Weighting of score pairs is possible with this method; simply use each score pair from a prior test that deserves a particular weight more than once, depending on the weight. If the weight is 3, use the pairs 3 times. Easiest to use for weights are whole numbers; fractions are possible too but awkward.
Equating z-scores always results in a linear norm table and therefore is only recommended when there is a reason to assume the object test scores are in linear relation to IQ. This is the case when the object test has internal item weighting, where items of different difficulty get different weights based on their statistic behavior (like e.g. in Kevin Langdon's LSFIT and LIGHT). It is also the case when the object test has been constructed carefully to contain equal numbers of items of each level of difficulty (this is only possible by selecting them statistically from a larger pool of items for which certain statistics are already known).
As in rank equating, two columns are formed with the raw and prior score pairs. Weighting of score pairs is possible in the same way as described for rank equating. For each column, mean and standard deviation are computed.
To obtain norms, mean raw score is set equal to mean prior IQ. And for each raw score point above or below that, PSD/RSD is added or subtracted to or from the mean IQ (PSD = Prior Standard Deviation, RSD = Raw Standard Deviation). For practicality, norms may be expressed in a formula like:
IQ = RawScore * PSD/RSD + (IQ for RawScore = 0)
It is recommended not to extrapolate outside the raw score distribution for a distance greater than half the square root of its range.
The simplest way of direct norming is to compute percentiles for each raw score based on the actual test submissions. To do that for a particular raw score, take the number of submissions below that score, add to it half the number of submissions with exactly that score, divide by the total number of submissions, multiply by 100 and round off to the nearest whole number (unless two or more consecutive raw scores would get the same percentile this way, in which case the value should be expressed to the nearest tenth of a percentile). About 200 submissions or more are needed to get stable percentiles.
As percentiles do not have a linear character they are intuitively unsatisfactory. To arrive at linear scale, two methods are thinkable:
Following the assumption that if a distribution is normal, its standard scores can be taken as a linear scale, converting the percentiles to standard scores via the normal distribution should result in a good intuitive scale of high-range intelligence. The mean and SD of the scale can be defined in any desired way, but I recommend a mean of 50 and SD of 10 (t-scores).
To base a standard scale directly on the actual raw scores is only recommended if the test has been constructed purposely to yield linear scores as meant in step 1.4.2. And mean and SD can be defined in any desired way.
To enable scores on tests normed with method 1 to be expressed as high-range percentiles and t-scores as meant in Method 2, the submissions of several tests already normed with method 1 or 2 can be combined to arrive at a sample size sufficient to make a direct norming as in method 2. The IQ norms from the original normings are treated as "raw score" in the new method 3 norming.
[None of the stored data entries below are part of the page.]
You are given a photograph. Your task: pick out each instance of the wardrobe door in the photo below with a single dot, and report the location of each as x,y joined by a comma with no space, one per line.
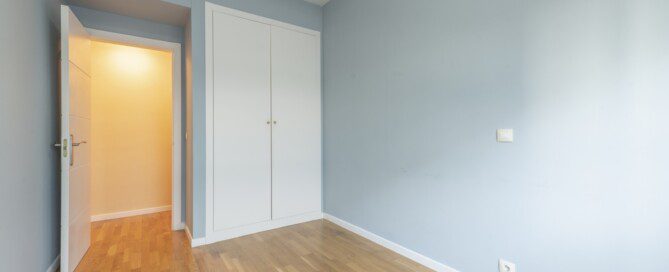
296,135
241,114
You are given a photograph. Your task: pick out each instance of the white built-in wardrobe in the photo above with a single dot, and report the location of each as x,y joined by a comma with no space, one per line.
263,124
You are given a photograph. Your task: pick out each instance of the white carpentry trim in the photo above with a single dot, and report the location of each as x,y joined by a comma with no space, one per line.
193,242
116,215
210,7
262,226
54,265
415,256
175,48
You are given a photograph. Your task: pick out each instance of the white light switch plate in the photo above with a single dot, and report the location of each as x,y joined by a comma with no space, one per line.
506,266
505,135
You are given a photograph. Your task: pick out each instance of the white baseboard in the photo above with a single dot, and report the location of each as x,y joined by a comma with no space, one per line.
116,215
193,242
223,235
415,256
54,265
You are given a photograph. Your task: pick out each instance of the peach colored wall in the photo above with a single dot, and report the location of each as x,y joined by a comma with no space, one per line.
131,128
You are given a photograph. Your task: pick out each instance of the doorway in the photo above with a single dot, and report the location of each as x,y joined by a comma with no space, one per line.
135,127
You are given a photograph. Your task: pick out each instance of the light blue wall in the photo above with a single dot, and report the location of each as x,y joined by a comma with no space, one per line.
414,91
29,187
296,12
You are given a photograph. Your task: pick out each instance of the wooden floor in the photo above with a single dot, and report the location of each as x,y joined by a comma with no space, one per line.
145,243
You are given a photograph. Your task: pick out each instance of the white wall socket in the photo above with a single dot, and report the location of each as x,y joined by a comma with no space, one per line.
505,135
506,266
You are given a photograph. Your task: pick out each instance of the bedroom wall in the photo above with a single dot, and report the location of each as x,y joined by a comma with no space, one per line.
414,91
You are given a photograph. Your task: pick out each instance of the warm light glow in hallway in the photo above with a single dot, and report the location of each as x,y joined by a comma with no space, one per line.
131,128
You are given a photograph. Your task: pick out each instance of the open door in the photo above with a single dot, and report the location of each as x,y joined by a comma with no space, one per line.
75,120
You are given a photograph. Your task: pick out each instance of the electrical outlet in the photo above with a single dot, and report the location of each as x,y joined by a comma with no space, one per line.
506,266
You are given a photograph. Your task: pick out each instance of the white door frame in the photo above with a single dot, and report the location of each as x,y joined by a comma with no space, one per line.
175,48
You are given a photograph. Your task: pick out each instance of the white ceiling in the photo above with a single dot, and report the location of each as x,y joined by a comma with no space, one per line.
152,10
318,2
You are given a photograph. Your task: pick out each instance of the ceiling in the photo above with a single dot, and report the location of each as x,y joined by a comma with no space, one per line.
318,2
160,11
152,10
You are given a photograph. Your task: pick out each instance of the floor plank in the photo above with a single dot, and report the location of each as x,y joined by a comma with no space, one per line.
146,243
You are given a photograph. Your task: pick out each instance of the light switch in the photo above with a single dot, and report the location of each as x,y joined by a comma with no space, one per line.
505,135
506,266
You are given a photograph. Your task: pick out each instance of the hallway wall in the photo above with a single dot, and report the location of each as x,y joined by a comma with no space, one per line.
131,128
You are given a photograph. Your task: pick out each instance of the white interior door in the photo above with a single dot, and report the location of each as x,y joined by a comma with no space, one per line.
75,133
241,115
296,135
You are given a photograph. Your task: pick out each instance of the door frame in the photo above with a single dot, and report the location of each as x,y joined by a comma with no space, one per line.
175,48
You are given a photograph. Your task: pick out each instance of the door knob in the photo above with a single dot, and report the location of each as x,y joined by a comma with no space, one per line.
79,143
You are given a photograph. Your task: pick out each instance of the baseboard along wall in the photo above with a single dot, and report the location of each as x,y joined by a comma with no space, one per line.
116,215
415,256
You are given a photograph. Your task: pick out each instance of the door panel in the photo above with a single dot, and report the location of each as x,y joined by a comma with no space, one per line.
242,166
75,130
296,135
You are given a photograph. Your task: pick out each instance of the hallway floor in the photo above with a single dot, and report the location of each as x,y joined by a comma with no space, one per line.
145,243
If the scores from the already normed tests are combined just like that, a problem is that some testees will occur more than once in the sample, which distorts the distribution. This may or may not be seen as a serious problem. A possible solution is to create a correlation matrix of the tests insofar possible, and for each testee use only the score from the test that is highest in the matrix (that is: that has the highest average of correlations with the other tests).